Now she felt too exposed.
Angela clutched at her shirt, shivering both from the breeze and the implications of his words.
She imagined Kim’s searing touch and the tickle of his lips on her neck.
And she hated herself for wanting it all without having to choose.
Israfel’s wings folded, disappearing with a flash of light. Slowly, he slipped out of his coat and tossed it at her, nodding tersely in a way that demanded she wear it. “Come,” he said, and while he left to glide for the altar, he looked over his shoulder to smile at her. “I want to show you something, Angela.”
The way he said her name—it was so unlike the way he’d said Kim’s.
As if she were the most interesting and precious person in the world.
She slid on the coat, her tall body still not tall enough to keep the cloth from dragging across the floor.
It was heavy, yet Israfel had worn it like he’d been carrying a thought.

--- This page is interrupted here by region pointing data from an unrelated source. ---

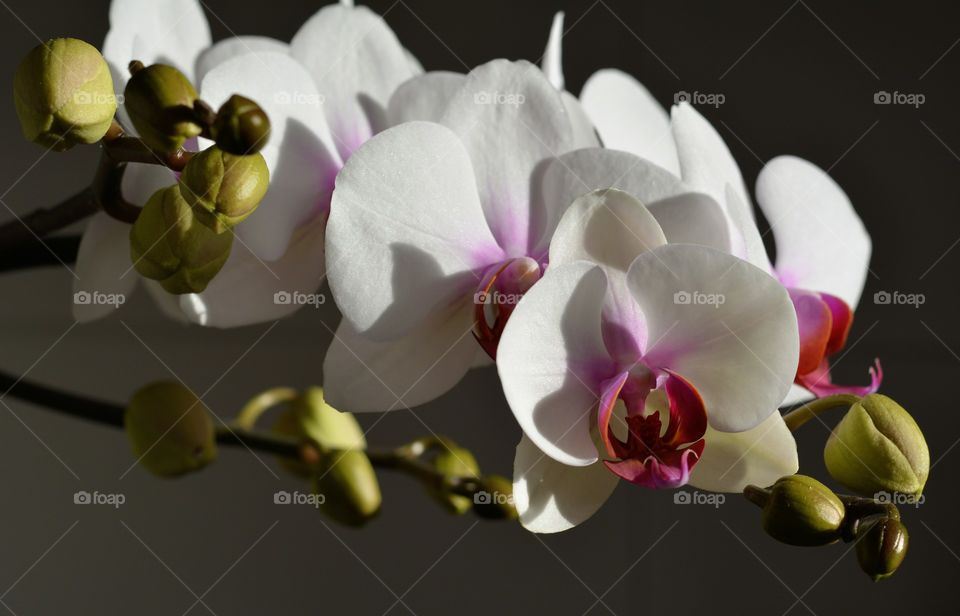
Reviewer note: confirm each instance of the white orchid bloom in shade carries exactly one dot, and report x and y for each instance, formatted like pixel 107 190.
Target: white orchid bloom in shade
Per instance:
pixel 675 356
pixel 279 250
pixel 427 217
pixel 823 250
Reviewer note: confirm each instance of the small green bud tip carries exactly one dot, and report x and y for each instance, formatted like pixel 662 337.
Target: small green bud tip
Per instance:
pixel 878 447
pixel 63 93
pixel 169 244
pixel 799 510
pixel 242 127
pixel 223 189
pixel 495 500
pixel 170 430
pixel 159 100
pixel 454 462
pixel 881 547
pixel 348 483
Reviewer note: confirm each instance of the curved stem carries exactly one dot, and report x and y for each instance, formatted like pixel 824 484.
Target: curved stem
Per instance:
pixel 805 412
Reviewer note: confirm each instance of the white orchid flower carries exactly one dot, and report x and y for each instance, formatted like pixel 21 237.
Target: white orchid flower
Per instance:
pixel 823 250
pixel 670 358
pixel 325 93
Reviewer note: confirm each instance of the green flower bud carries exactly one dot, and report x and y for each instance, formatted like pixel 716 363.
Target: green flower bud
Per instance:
pixel 348 483
pixel 223 189
pixel 454 462
pixel 169 244
pixel 63 93
pixel 881 547
pixel 878 447
pixel 159 100
pixel 241 127
pixel 799 510
pixel 310 417
pixel 170 429
pixel 495 500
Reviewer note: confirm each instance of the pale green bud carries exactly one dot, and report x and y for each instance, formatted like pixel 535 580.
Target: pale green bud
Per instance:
pixel 159 100
pixel 799 510
pixel 63 93
pixel 881 547
pixel 223 189
pixel 170 429
pixel 169 244
pixel 878 447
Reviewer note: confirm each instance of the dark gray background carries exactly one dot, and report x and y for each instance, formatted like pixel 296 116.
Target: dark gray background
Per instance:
pixel 798 78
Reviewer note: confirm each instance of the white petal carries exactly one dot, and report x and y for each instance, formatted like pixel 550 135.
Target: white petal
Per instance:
pixel 733 460
pixel 721 323
pixel 173 32
pixel 103 267
pixel 628 118
pixel 236 46
pixel 552 497
pixel 248 290
pixel 425 97
pixel 510 119
pixel 364 376
pixel 299 153
pixel 406 233
pixel 549 348
pixel 822 244
pixel 357 62
pixel 553 57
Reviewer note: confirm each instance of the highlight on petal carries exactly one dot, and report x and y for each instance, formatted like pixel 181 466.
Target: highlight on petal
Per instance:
pixel 552 359
pixel 629 118
pixel 723 325
pixel 822 244
pixel 406 236
pixel 361 375
pixel 759 456
pixel 103 267
pixel 357 63
pixel 552 497
pixel 299 153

She did her best to step around the puddles, feeling like a bride walking down a broken aisle. The windows on either side had no more color to give, all but one smashed and cracked. The pews stank, and the air was heavy with mist. Ahead of it all, though, like a beacon on the stormy wreck that was her life, Israfel waited, his hand gracefully extended. She marched slowly up the steps and took it, surprised by the strength in his fingers.
“What now?” she said, demanding like he had demanded.

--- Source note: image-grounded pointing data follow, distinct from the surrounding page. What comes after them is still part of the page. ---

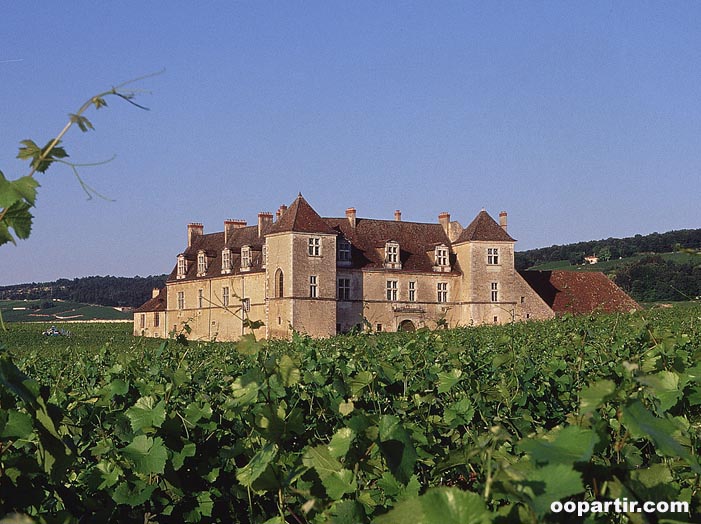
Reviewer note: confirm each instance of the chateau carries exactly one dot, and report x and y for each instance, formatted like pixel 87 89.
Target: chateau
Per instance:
pixel 322 276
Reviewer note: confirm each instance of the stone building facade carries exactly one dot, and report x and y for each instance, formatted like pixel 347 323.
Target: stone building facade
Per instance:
pixel 322 276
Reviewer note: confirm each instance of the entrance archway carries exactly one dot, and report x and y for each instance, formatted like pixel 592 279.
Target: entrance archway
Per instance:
pixel 407 325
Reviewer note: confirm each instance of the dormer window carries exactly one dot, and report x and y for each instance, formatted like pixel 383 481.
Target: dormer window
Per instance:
pixel 442 257
pixel 493 256
pixel 226 261
pixel 245 258
pixel 314 246
pixel 182 267
pixel 392 260
pixel 343 251
pixel 201 264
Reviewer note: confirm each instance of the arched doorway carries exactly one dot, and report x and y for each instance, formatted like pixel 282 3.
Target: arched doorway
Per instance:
pixel 407 325
pixel 279 283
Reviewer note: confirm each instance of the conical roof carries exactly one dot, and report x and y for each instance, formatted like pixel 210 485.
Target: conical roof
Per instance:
pixel 300 217
pixel 483 227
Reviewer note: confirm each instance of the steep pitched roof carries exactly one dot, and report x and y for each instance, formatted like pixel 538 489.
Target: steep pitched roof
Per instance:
pixel 578 292
pixel 157 303
pixel 483 227
pixel 369 236
pixel 301 218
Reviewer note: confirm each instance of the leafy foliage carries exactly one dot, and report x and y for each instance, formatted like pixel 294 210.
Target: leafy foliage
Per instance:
pixel 488 424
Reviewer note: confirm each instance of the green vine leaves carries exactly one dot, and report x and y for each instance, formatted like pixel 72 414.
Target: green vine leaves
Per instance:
pixel 18 196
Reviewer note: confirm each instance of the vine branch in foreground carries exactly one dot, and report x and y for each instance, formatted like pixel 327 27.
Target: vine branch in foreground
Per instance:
pixel 17 197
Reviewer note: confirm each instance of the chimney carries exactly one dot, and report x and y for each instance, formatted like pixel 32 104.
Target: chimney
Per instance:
pixel 264 220
pixel 502 220
pixel 229 226
pixel 194 229
pixel 444 220
pixel 281 211
pixel 350 215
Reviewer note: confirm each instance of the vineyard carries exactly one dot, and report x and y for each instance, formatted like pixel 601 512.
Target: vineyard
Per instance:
pixel 472 425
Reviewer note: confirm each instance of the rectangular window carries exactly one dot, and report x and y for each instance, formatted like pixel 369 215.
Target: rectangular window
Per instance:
pixel 182 267
pixel 226 261
pixel 392 290
pixel 442 288
pixel 343 250
pixel 392 255
pixel 441 256
pixel 314 246
pixel 245 257
pixel 493 256
pixel 412 291
pixel 201 264
pixel 344 289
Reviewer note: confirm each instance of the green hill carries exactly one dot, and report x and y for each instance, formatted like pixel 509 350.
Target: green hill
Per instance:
pixel 57 311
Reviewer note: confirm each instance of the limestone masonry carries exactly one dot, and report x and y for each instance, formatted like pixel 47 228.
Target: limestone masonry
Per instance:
pixel 322 276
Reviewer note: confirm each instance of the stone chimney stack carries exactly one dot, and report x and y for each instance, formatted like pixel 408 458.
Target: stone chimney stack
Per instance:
pixel 229 226
pixel 264 219
pixel 281 210
pixel 194 230
pixel 444 220
pixel 502 220
pixel 350 215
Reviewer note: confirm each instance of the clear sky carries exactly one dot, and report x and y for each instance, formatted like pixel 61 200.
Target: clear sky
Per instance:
pixel 581 119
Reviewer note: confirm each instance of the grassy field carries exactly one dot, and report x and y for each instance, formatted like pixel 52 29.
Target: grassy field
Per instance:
pixel 611 265
pixel 53 311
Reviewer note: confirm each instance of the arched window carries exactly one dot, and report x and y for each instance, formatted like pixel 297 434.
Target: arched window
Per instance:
pixel 279 283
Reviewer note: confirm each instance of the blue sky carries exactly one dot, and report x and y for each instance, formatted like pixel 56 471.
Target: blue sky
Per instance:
pixel 581 119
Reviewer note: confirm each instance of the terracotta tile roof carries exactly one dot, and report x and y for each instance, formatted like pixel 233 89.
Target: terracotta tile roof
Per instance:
pixel 578 292
pixel 368 238
pixel 213 244
pixel 483 227
pixel 157 303
pixel 301 217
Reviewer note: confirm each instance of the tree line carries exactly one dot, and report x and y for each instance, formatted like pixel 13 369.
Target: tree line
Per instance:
pixel 103 291
pixel 611 248
pixel 648 279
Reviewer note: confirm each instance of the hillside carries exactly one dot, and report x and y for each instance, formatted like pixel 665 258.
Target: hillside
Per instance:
pixel 650 268
pixel 50 311
pixel 104 291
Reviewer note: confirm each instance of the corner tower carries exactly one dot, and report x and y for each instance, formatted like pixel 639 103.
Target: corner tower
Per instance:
pixel 486 254
pixel 300 273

He answered with another smile.
She tried to move to the side, but he stopped her, clamping his fingers on her wrist.
“Match my steps,” he said, the whisper a soft command.
They began slowly: Israfel swept to the right, and she followed. To the left, and Angela copied him. Then they moved faster, turning in circles, lifting their hands so that their fingertips met high in the air, brushing in close and backpedaling once more to a flirtatious distance.

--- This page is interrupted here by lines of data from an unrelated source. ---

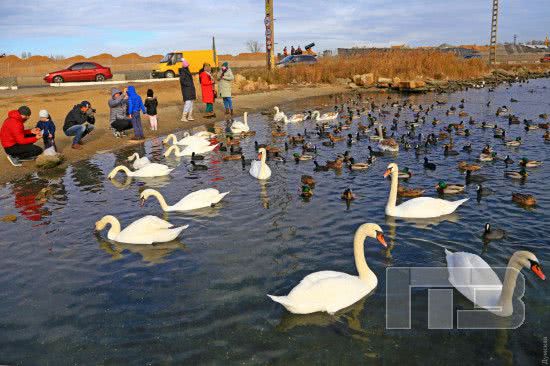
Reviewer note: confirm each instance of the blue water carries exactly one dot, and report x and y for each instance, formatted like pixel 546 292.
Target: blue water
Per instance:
pixel 69 296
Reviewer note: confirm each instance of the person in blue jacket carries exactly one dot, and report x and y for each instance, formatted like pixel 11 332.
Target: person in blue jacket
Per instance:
pixel 47 126
pixel 135 107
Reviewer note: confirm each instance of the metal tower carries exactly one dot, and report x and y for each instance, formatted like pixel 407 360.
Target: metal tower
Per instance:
pixel 493 43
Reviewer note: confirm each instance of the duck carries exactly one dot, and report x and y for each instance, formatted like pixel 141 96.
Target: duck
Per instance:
pixel 138 162
pixel 146 230
pixel 524 199
pixel 258 168
pixel 148 171
pixel 444 188
pixel 471 275
pixel 428 165
pixel 194 200
pixel 490 233
pixel 330 291
pixel 421 207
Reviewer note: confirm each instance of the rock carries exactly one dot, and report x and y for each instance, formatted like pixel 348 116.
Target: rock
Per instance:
pixel 8 218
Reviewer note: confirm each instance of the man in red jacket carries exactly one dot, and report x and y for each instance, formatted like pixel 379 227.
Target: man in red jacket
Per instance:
pixel 17 141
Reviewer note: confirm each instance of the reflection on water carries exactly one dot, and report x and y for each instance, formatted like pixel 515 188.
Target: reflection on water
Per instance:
pixel 71 297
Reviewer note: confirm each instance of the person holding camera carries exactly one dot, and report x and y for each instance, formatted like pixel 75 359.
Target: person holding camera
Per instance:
pixel 79 122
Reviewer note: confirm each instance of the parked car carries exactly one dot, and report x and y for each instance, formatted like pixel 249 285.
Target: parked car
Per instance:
pixel 80 71
pixel 297 59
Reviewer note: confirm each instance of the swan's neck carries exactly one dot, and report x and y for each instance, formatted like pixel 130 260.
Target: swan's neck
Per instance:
pixel 365 273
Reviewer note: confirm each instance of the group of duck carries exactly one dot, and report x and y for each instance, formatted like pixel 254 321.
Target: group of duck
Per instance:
pixel 331 291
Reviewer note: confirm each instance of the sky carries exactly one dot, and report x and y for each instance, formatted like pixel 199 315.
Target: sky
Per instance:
pixel 61 27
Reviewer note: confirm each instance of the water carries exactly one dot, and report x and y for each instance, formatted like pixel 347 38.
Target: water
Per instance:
pixel 71 297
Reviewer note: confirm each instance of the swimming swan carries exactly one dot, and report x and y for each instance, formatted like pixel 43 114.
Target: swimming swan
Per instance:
pixel 147 230
pixel 195 200
pixel 421 207
pixel 331 291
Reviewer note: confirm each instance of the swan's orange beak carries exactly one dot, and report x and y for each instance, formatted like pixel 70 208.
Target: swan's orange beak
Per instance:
pixel 380 238
pixel 538 271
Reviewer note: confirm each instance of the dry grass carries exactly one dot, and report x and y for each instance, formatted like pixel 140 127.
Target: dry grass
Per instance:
pixel 405 64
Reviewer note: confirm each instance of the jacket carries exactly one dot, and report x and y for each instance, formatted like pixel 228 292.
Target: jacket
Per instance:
pixel 48 127
pixel 225 81
pixel 151 105
pixel 135 104
pixel 187 86
pixel 117 106
pixel 76 117
pixel 13 131
pixel 207 87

With a rush of excitement, it hit her.
They were dancing, and Israfel continued to ignore her clumsy attempts, making up for them with his own grace, keeping them in perfect balance and rhythm with his talent alone. Every move he made—was utterly fascinating. Every curve of his figure—was flawless. Soon, all that existed was his voice, singing in words that dropped like diamonds from his lips. The language was unknown to her, but just as in Tileaf’s grotto, she knew this song was for her and her alone.
He’d seemed to reach the end, and a flash of familiar light whitened the church.
His wings had reappeared.
Angela gasped at a sharp sensation of weightlessness.
They were aloft, and though he wasn’t flapping, they rose higher anyway, lifted by a mysterious force. In moments the dilapidated floor was far below them, and they were at the ceiling, and Angela wanted to scream from sheer exhilaration, from the breeze, and the craziness, and the glory of it all.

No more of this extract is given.